30.8.09 da "www.corriere.it" del 29.8.09
I CORPI DELLE VITTIME ERANO STATE TUTTE GETTATE NEI CANALI.
Tutte assassinate nell’area di Pittsburg, non lontano da dove viveva Garrido, il sequestratore di Jayceen Dugard
WASHINGTON – Phil Garrido, il rapitore di Jayceen Dugard, potrebbe essere legato ad una serie di omicidi. Per ora è solo un sospetto e gli uomini dello Sceriffo si sono recati di nuovo nella casa-prigione per cercare eventuali elementi di prova. Tra il 1998 e il ’99, una decina di donne – in gran parte prostitute - sono state assassinate nell’area di Pittsburg, località non lontano da Antioc, la cittadina californiana dove Garrido viveva.
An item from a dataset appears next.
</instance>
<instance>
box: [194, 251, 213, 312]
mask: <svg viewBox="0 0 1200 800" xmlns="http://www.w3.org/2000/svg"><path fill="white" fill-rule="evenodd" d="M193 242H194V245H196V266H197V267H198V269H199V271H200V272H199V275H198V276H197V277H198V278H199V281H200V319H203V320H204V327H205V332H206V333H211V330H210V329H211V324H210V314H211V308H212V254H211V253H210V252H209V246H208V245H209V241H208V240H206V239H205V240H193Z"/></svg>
CADAVERI NEI CANALI - Un killer, rimasto senza nome, le aveva strangolate e ne aveva poi gettato i cadaveri lungo dei canali. Le vittime erano delle “lucciole”, con l’eccezione di Lisa Norrell, una quindicenne scomparsa al ritorno da una festa ad Antioc. Un caso sul quale avevano indagato anche gli studenti della Facoltà di giornalismo dell’università di Berkeley. All’epoca la polizia aveva interrogato Garrido, che lavorava nella zona, ma lo aveva rilasciato perché non era emerso nulla di compromettente. Ma adesso, alla luce anche della scoperta – tardiva – del sequestro di Jayceen gli investigatori vogliono rivedere il file.
GLI ERRORI DELLA POLIZIA - Il “mostro” si è rivelato un criminale abile riuscendo a tenere in ostaggio per 18 anni la ragazza e, in seguito, anche le sue due figlie. Una lunga prigionia resa possibile anche dall’incompetenza degli investigatori della Contea. C’erano state segnalazioni sulla presenza di due minori nella casa, l’uomo aveva precedenti penali per stupro, il suo nome compariva nel registro dei predatori sessuali, ma gli agenti non sono stati capaci di scoprire il nascondiglio che aveva creato nel cortile. Lo Sceriffo, contrito, ha ammesso l’errore ed ha riconosciuto che nel 2006 i suoi collaboratori avrebbero potuto salvare gli ostaggi se fossero stati “più curiosi, attenti” e professionali. Infatti, invece di condurre una perquisizione - possibile anche senza mandato visto che Garrido era in libertà vigilata -, si erano limitati a parlare con Phil sulla porta di ingresso. Un comportamento che è stato definito da molti esperti “non scusabile”.